Creating Probability-Maximization-Based Clustering Targeting Model

Hi guys! In this tutorial, we will demonstrate on how to create cluster-based targeting model for your weapon systems.

For best results, please use:

  • Fuzzy C-Means

    • Faster to converge than Expectation-Maximization.

    • Provides soft cluster memberships (players can influence multiple clusters).

    • Does not capture the spread of items.

  • Expectation-Maximization

    • Captures the spread of items.

    • Produces probabilistic cluster assignments.

    • Slower to converge than Fuzzy C-Means.

Initializing The Clustering Model

Before we can produce ourselves a targeting model, we first need to construct a model, which is shown below. Ensure that the distance function is not “CosineDistance” if you were to use Fuzzy C-Means.


local TargetingModel = DataPredict.Models.FuzzyCMeans.new({numberOfClusters = 3}) -- For this tutorial, we will assume that we have three missiles, so only three locations it can land.

Collecting The Players’ Locations

In order to find the center of the clusters, we first need all the players’ location data and put them into a matrix.


local playerLocationDataMatrix = {

  {player1LocationX, player1LocationY, player1LocationZ},
  {player2LocationX, player2LocationY, player2LocationZ},
  {player3LocationX, player3LocationY, player3LocationZ},
  {player4LocationX, player4LocationY, player4LocationZ},
  {player5LocationX, player5LocationY, player5LocationZ},
  {player6LocationX, player6LocationY, player6LocationZ},
  {player7LocationX, player7LocationY, player7LocationZ},

}

Getting The Center Of Clusters

Once you collected the players’ location data, you must call model’s train() function. This will generate the center of clusters to the model parameters.


TargetingModel:train(playerLocationDataMatrix)

Once train() is called, call the getModelParameters() function to get the center of cluster location data.


local centroidMatrix = TargetingModel:getModelParameters()

centroidMatrix = centroidMatrix[1] -- This is a must if you're using ExpectationMaximization because it stores the ModelParameters as a table of matrices.

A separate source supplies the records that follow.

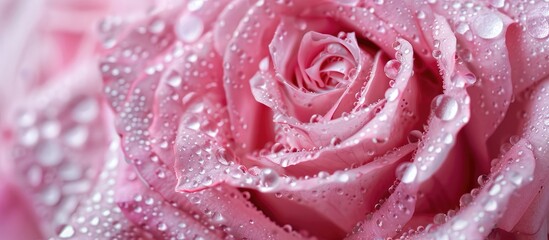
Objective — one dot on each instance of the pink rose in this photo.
(292, 119)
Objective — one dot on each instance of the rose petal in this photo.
(482, 41)
(523, 39)
(486, 209)
(316, 134)
(373, 137)
(50, 132)
(17, 220)
(450, 112)
(529, 211)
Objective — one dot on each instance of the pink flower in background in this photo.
(272, 119)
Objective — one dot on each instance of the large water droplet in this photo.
(537, 25)
(189, 28)
(392, 68)
(268, 179)
(51, 195)
(76, 136)
(445, 107)
(488, 25)
(195, 5)
(86, 111)
(174, 79)
(51, 129)
(459, 224)
(410, 173)
(491, 205)
(67, 231)
(391, 94)
(157, 26)
(494, 190)
(49, 153)
(497, 3)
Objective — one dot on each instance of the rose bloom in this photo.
(274, 119)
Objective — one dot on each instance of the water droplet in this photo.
(491, 205)
(343, 177)
(421, 14)
(26, 119)
(537, 25)
(335, 141)
(465, 199)
(414, 136)
(189, 28)
(49, 153)
(76, 136)
(410, 173)
(29, 137)
(174, 79)
(396, 45)
(391, 94)
(264, 64)
(51, 129)
(34, 176)
(268, 179)
(437, 53)
(162, 226)
(86, 111)
(195, 5)
(462, 27)
(448, 139)
(157, 26)
(497, 3)
(445, 107)
(219, 218)
(67, 231)
(488, 25)
(495, 189)
(51, 195)
(459, 224)
(392, 68)
(515, 178)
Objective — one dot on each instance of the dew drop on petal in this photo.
(491, 205)
(392, 68)
(488, 25)
(459, 224)
(195, 5)
(189, 28)
(537, 26)
(445, 107)
(264, 64)
(391, 94)
(86, 110)
(174, 79)
(497, 3)
(268, 179)
(410, 173)
(414, 136)
(494, 190)
(66, 231)
(157, 26)
(49, 153)
(335, 141)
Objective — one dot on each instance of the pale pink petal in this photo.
(483, 49)
(525, 41)
(527, 118)
(18, 221)
(58, 145)
(476, 221)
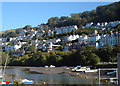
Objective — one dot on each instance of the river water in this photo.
(63, 78)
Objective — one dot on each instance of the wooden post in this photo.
(118, 56)
(99, 76)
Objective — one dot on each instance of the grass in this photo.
(106, 63)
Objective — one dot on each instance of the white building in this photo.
(40, 33)
(72, 37)
(66, 29)
(83, 39)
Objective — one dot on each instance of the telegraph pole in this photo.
(118, 56)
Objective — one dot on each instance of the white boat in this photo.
(26, 81)
(75, 68)
(52, 66)
(45, 66)
(1, 77)
(91, 71)
(82, 69)
(108, 73)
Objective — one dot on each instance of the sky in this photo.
(18, 14)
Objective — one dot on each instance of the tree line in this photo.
(87, 55)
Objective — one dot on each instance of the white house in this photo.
(66, 29)
(40, 33)
(72, 37)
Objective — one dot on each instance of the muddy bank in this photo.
(43, 70)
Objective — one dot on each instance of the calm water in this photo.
(63, 78)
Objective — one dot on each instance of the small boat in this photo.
(1, 77)
(3, 83)
(52, 66)
(108, 73)
(75, 68)
(111, 78)
(26, 81)
(45, 66)
(82, 69)
(91, 71)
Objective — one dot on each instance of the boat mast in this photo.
(5, 66)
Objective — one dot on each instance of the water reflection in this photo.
(63, 78)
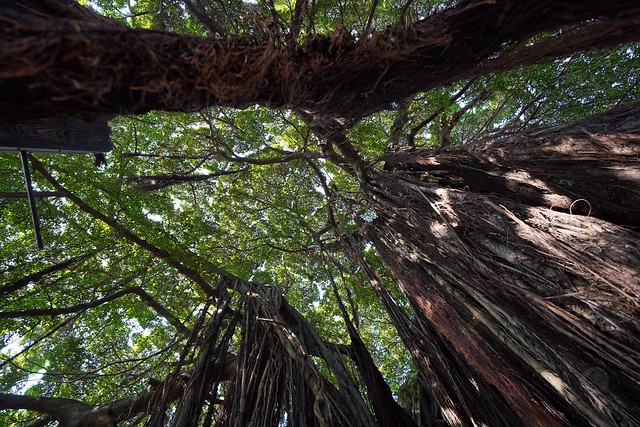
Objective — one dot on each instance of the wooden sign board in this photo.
(56, 135)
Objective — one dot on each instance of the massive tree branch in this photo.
(61, 66)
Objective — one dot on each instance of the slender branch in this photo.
(21, 283)
(156, 251)
(422, 124)
(36, 312)
(23, 195)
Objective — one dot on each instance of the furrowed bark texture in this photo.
(510, 286)
(56, 65)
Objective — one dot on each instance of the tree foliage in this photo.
(408, 221)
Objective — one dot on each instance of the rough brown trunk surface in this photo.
(510, 286)
(59, 65)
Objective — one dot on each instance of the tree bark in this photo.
(59, 66)
(513, 285)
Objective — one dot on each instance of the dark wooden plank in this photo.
(57, 135)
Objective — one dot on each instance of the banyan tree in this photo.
(325, 214)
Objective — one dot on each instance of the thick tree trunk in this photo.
(82, 66)
(511, 281)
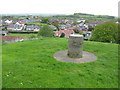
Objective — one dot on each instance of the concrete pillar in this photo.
(75, 46)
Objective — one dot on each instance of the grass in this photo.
(37, 23)
(27, 36)
(30, 64)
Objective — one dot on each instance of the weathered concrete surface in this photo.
(75, 46)
(62, 56)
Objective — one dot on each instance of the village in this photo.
(64, 26)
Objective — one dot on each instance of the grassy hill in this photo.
(30, 64)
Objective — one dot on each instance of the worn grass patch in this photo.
(30, 64)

Interacting With The Center Of Clusters

Since we have three clusters, we can expect three rows for our matrix. As such we can process our game logic here.


for clusterIndex, unwrappedClusterVector in ipairs(ModelParameters) do

  local x = unwrappedClusterVector[1]
  
  local y = unwrappedClusterVector[2]
  
  local z = unwrappedClusterVector[3]

  landMissileAt(x, y, z)

end

Resetting Our Targeting System

By default, when you reuse the machine learning models from DataPredict, it will interact with the existing model parameters. As such, we need to reset the model parameters by calling the setModelParameters() function and set it to “nil”.


TargetingModel:setModelParameters(nil)

Dual Approach

In this approach, we use Fuzzy C-Means to speed up the ExpectationMaximization-Maximization model training. Because Fuzzy C-Means have lighter computations, you can perform more number of iterations per game frame.


local FuzzyInitializer = DataPredict.Models.FuzzyCMeans.new({numberOfClusters = 3, maximumNumberOfIterations = 500})

local EMRefiner = DataPredict.Models.ExpectationMaximization.new({numberOfClusters = 3, maximumNumberOfIterations = 30, mode = "Online"})

FuzzyInitializer:train(playerLocationDataMatrix)

local meanMatrix = FuzzyInitializer:getModelParameters()

local EMModelParameters = {nil, meanMatrix}

EMRefiner:setModelParameters(EMModelParameters)

EMRefiner:train(playerLocationDataMatrix)

local finalCentroidMatrix = EMRefiner:getModelParameters()[2] -- The final center locations.

That’s all for today!